We work with files and documents daily in Office 365. There are many options in where you store and share the files you create and update. In this blog, we will look at OneDrive for Business (ODFB) and SharePoint Online (SPO).
This blog showcases two recent changes in SPO:
ODFB should be used by everyone in the organization as their “hard drive in the cloud”. You have access to your “cloud hard drive” files regardless where you are (office, home, or at the beach with your laptop) and regardless what computing device (PC, tablet or smartphone) you’re using. ODFB also acts as a backup. If your hard drive has a failure or your computer stops working, you don’t need to panic!
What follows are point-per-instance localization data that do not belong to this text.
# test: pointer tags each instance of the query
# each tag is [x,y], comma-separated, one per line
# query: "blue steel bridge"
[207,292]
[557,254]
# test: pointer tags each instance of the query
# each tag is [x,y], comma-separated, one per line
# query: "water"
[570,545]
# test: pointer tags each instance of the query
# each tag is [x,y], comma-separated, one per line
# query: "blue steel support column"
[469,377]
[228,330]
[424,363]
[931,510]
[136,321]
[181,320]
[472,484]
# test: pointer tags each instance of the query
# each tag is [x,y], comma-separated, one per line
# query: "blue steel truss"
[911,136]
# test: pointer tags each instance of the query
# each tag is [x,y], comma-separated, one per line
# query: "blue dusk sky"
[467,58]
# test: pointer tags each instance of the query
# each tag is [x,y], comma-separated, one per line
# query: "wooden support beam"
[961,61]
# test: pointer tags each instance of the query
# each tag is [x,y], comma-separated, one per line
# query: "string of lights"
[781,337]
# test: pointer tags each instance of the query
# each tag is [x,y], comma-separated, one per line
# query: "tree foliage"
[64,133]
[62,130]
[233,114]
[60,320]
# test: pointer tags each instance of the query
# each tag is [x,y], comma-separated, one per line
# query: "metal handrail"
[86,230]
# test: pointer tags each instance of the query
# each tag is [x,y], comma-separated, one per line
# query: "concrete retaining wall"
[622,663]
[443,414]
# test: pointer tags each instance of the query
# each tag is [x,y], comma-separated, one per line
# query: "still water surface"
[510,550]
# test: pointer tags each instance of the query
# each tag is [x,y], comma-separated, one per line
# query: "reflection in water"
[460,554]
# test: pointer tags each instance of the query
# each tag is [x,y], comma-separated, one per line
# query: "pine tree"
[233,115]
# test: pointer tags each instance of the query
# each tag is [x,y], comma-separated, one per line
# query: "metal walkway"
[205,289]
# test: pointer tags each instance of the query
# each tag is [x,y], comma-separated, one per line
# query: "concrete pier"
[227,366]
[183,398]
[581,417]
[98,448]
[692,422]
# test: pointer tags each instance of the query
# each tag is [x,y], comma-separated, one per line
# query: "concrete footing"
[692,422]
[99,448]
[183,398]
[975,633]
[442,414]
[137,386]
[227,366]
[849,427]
After you acquire a new computer, you just need to connect to your ODFB account and all your files are synchronized back in your new computer.
SPO is commonly used as a document repository, whether it is in the form of a project collaboration site or a corporate communication portal. You might have taxonomy or other custom configurations / customizations that were tailored to your requirements.
The question asked is: 'Do I put my files in ODFB or in SPO?'
The answer is both!
Wait a minute, the point of a central repository is to not have my files and its many versions scattered all over the place.
When you are drafting your files, not ready to share with the masses, you can leverage your ODFB as the place to store the file. In some cases there might not be a common area/site available yet for you to share your files.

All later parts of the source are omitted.